"If it had been two years ago, it would be gone by now," said one consultant who specialises in top-end sales like this.
James Molloy, transactions and syndicate sales manager at Oyster Group which owns Central Park with a partner, did not return calls about the sale.
Nor did Oyster's Mark Schiele.
On July 2, 2018, Oyster and global investment firm KKR said they had settled the Central Park purchase for $209m.
Oyster's chief executive Mark Schiele said the acquisition was consistent with his firm's strategy of partnering with appropriate capital at different points in the property cycle and adding value through asset management expertise.
The owners said they had improved the commercial hub: "When they took ownership, Central Park had an almost 20 per cent vacancy rate, which has been halved in the past three years.
The site has a stable and secure income profile, while there's also a number of future development opportunities," advertising said.

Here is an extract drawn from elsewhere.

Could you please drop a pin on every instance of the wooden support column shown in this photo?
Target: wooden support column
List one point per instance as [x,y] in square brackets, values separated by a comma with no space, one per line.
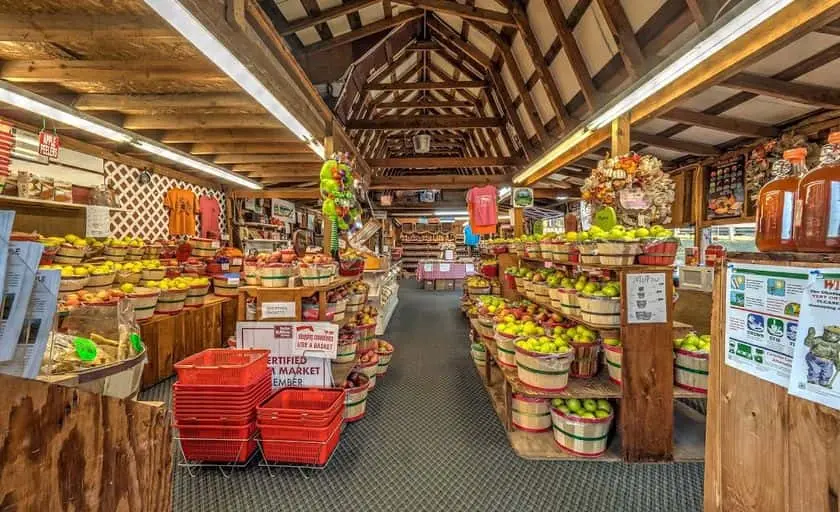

Four years later, McVay Real Estate and Colliers' Richard Kirke were advertising the precinct for sale, with expressions of interest closing on November 4 last year.
Central Park remains listed by Oyster Group under its office portfolio list. Oyster says it is a leading New Zealand commercial property and fund manager, with more than $2.1 billion in assets under management.
Central Park has undergone a transformation, is in a central location, had good transport connectivity and a new hospitality precinct, The Green, marketing for the sale last year said.
The 4.8ha site at 660 Great South Rd has more than 43,000sq m of commercial floor space, is near the Ellerslie train station and within 10km of Auckland's CBD.
Colgate, Bunnings, Estée Lauder and Waka Kotahi NZ Transport Agency are among the 63 office tenants, marketing said, also citing the vast 1700 car parks.
Kirke said last year buyers were still around.
"We still have strong offshore capital demand, despite New Zealand's border restrictions, and sites like Central Park that offer so much future growth potential with excellent green spaces are highly appealing to investors," he said then.
"While development is a likely step in Central Park's future for its owners, we can't rule out the attractiveness of the asset for investors.
"It is equally likely a passive or add-value investor will look to bank the attractive returns or investigate splitting up parcels of the site to potentially create additional value," he said last year.
Sector experts asked why people would buy such a big asset now when they might get it for less by waiting.
"There was a liquidity problem during the global financial crisis around 2008," one said.
"Something a bit like that is happening right now. Getting access to funds is the hard thing right now - and getting those funds at the right price. People are just sitting there. They might want to buy but they also think they're better off to wait and see what happens," the expert investor said.